Nach dem Besuch mehrerer Gymnasien studierte Siegmund-Schultze in Breslau und Magdeburg Philosophie und Theologie. 1908 wurde er Sekretär des Kirchlichen Komitees zur Pflege freundschaftlicher Beziehungen zwischen Großbritannien und Deutschland und später Sekretär des Christlichen Studentenweltbundes für Sozialarbeit und Ausländermission. 1911 gründete er mit seiner Frau die „Soziale Arbeitsgemeinschaft Berlin-Ost“ (kurz: SAG), ein Nachbarschaftshilfe- und Siedlungsprojekt in einem der ärmsten Viertel Berlins am Schlesischen Bahnhof.[1]

Friedrich Siegmund-Schultze
Das Grab von Friedrich Siegmund-Schultze im Familiengrab auf dem Osthofenfriedhof Soest.

Auf der Weltkirchenkonferenz in Konstanz vom 1. bis 3. August 1914 war er Schriftführer und Mitbegründer des Weltbundes für Freundschaftsarbeit der Kirchen. Während des Ersten Weltkrieges organisierte er die Gefangenenseelsorge für Engländer und die Deutsche Kriegsgefangenenhilfe. Durch seine Kontakte zu den Quäkern und zum Internationalen Versöhnungsbund richtete er mit Elisabeth Rotten die Quäkerspeisung für Schulkinder in Berlin ein. Auf Siegmund-Schultzes Betreiben richtete die Stadt Berlin 1917 das erste Jugendamt Deutschlands ein, dessen erster Direktor im Hungerwinter 1917/18 er wurde.[2]

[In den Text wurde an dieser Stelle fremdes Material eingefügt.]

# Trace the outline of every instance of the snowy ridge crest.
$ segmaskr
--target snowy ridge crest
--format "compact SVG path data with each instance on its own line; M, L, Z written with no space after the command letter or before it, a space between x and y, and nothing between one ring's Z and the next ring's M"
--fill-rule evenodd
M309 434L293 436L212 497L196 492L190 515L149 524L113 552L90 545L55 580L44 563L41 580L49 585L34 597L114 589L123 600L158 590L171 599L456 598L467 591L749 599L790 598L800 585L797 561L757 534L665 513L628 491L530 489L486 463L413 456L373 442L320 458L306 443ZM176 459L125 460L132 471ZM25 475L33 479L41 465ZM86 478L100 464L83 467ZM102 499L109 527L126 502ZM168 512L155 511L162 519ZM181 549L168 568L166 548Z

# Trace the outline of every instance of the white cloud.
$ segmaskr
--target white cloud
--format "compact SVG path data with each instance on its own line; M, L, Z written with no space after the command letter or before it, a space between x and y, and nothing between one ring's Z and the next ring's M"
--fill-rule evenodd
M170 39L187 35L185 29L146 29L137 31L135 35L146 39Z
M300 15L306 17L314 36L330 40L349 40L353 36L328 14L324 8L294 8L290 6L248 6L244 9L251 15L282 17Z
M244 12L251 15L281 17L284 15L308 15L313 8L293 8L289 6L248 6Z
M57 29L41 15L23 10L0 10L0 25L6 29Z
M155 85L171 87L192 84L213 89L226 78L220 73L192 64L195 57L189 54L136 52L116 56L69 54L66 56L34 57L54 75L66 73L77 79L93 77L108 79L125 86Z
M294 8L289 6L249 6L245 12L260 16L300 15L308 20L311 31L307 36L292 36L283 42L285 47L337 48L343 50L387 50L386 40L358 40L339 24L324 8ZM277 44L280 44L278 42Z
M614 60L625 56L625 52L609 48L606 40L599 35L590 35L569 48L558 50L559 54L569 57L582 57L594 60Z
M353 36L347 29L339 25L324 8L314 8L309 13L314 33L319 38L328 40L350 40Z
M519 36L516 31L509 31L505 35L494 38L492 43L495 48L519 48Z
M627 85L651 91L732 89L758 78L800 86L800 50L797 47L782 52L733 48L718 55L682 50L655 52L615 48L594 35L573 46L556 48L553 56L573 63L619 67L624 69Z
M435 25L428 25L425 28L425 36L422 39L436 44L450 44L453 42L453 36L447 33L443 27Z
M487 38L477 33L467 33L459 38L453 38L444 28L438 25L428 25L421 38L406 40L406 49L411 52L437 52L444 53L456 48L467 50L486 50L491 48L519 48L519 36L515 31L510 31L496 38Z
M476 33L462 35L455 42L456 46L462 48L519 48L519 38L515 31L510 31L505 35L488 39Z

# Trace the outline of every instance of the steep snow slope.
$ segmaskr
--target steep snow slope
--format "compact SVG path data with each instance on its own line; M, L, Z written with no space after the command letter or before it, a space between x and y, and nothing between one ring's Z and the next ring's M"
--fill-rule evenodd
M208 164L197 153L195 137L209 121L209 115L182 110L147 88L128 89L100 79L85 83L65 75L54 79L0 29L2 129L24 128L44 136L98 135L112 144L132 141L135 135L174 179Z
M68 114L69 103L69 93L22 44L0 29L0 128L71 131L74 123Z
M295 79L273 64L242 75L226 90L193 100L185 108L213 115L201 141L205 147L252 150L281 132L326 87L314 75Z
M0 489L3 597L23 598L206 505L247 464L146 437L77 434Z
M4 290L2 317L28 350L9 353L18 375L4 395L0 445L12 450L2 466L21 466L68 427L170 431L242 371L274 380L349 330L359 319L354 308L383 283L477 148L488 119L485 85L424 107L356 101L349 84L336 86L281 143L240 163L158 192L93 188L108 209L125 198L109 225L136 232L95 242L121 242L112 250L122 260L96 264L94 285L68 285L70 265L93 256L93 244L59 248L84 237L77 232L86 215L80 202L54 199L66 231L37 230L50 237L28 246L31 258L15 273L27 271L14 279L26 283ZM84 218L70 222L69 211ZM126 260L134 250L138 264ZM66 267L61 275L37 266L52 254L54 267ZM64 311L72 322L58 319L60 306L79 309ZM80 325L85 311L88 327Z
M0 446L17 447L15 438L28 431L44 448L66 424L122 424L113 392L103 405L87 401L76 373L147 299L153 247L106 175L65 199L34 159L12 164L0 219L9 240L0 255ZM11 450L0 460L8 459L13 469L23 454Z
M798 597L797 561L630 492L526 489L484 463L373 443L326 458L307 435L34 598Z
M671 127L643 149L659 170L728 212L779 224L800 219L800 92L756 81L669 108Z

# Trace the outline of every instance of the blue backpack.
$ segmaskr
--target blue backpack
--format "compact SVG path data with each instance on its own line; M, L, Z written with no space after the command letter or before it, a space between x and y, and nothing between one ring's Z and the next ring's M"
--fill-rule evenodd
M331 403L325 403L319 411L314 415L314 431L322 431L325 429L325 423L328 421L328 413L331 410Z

Im Oktober 1918 lud ihn der Mitbegründer der ökumenischen Bewegung, Erzbischof Nathan Söderblom, zu einer Gastvorlesung über Die soziale Erneuerung des Christentums und die Einheit der Kirche an die Universität Uppsala ein. 1925 übernahm Siegmund-Schultze die Professur für Jugendkunde und Jugendwohlfahrt an der Universität Berlin, die später um die Fächer Sozialpädagogik und Sozialethik erweitert wurde.[3]

Im Frühjahr 1933 wurde das Büro der Sozialen Arbeitsgemeinschaft geschlossen. Siegmund-Schultze setzte sich als Sekretär des Weltbundes für Freundschaftsarbeit der Kirchen für ein „Internationales Hilfskomitee für deutsche (evangelische, katholische und mosaische) Auswanderer jüdischer Abstammung“ ein. Er gewann schon in den ersten Monaten 1933 in- und ausländische Stellen hierfür, doch kurz vor der für den 1. Juli 1933 vorgesehenen Eröffnung verhaftete die Gestapo Siegmund-Schultze. Mit dem Vorwurf, er habe „Hilfe für Juden in 93 Fällen“ geleistet und an „umfassenden Plänen zur Rettung des gesamten deutschen Judentums“ gearbeitet, eskortierte ihn die Gestapo zur Schweizer Grenze.[4] Über Walter Cramer stand er im Kontakt mit der Widerstandsgruppe um Carl Friedrich Goerdeler. Die deutsche Amtskirche führte Siegmund-Schultzes ökumenische Arbeit nicht fort, doch erhielt Siegmund-Schultze die Verbindung zu Freunden wie Hermann Maas, Max Diestel und Dietrich Bonhoeffer aufrecht. Bis 1946 war Siegmund-Schultze in der Schweiz Studentenpfarrer und als Gastdozent im Ausland tätig und arbeitete zugleich weiterhin in der Flüchtlingshilfe.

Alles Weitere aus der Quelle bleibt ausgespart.